А ранней весною и осенью с неба льется игривое, радостное, как детский смех, курлыканье журавлей, смягченное расстоянием гоготанье несметных верениц диких гусей — музыка нежная и волнующая, красивее которой нет, кажется, в природе. Кто, заслышав высоко под облаками призывно-тревожный крик улетающих птиц, не остановится, подняв голову, зачарованно глядя вслед далеким путникам?..
Много жизни в этих пустынных равнинах, называемых степью. И среди голосов живой природы, весною, летом, осенью, днем ли, ночью ли, звучит в бескрайних просторах новая, не так давно ворвавшаяся в степной хор песня — песня машин.
Нет такого уголка в наших степях, куда бы не проникли машины. Прочно и неотъемлемо, как достойные спутники всему земному, вошли они в степной пейзаж. Куда бы ни забрели вы по полям, всюду извечному журавлиному курлыканью и пению жаворонков вторит металлическая, мягко рокочущая песня моторов. Там тракторы перепахивают пар, там, закончив в одном месте работу, тянут на другой участок передвижные вагоны и инвентарь, там начинают уже косить желтеющие ранние хлеба. Стемнеет — всюду по степи загораются огоньки. Огоньки движутся, ближние — быстро, дальние — чуть заметно, порою скрываются в лощинах, опять появляются на буграх. Лязгает железо плугов и прицепов, поют моторы. К полуночи все умолкает, все спит, а тракторы поют.

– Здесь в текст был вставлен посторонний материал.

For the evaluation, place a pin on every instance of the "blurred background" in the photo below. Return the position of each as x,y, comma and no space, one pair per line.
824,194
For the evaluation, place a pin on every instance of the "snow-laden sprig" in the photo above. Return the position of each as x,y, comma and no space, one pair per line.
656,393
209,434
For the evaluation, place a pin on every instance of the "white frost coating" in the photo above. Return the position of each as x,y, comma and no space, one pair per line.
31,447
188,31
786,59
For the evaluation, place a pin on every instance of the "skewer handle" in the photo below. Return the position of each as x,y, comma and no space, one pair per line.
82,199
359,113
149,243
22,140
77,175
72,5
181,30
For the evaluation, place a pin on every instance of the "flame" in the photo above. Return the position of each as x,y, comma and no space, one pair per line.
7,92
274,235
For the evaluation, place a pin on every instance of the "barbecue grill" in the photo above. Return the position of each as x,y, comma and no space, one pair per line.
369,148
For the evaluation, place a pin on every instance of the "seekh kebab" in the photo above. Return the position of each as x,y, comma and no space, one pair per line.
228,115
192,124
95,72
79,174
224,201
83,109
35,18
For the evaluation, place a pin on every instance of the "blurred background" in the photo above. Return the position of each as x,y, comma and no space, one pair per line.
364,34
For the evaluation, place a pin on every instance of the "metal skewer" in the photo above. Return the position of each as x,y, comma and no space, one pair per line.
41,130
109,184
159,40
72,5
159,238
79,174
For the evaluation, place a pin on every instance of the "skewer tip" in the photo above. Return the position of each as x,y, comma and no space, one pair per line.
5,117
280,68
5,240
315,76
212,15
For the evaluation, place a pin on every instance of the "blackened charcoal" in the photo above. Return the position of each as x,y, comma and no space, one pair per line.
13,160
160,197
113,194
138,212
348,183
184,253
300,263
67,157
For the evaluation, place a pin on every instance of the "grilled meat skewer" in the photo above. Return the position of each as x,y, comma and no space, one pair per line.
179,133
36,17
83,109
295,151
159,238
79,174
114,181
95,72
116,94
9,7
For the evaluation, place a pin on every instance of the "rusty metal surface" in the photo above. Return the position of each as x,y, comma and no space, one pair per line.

Раньше самых ранних перелетных птиц появляются тракторы в степи. Еще в балках лежит снег, еще на колхозных полевых станах не видно ни души, а у степных дорог уже стоят крашеные деревянные вагоны на колесах — походное жилье трактористов. Холодно, сиверко, бьется о землю сырой, порывистый ветер. Трактористы греются в вагонах у натопленных печек; выходя наружу, в десятый раз осматривают свои машины и плуги, время от времени запускают моторы, прогревают масло — стерегут первые проблески весны, чтобы, не теряя ни часа, начинать пахать рано подсыхающую крепь и взлобки.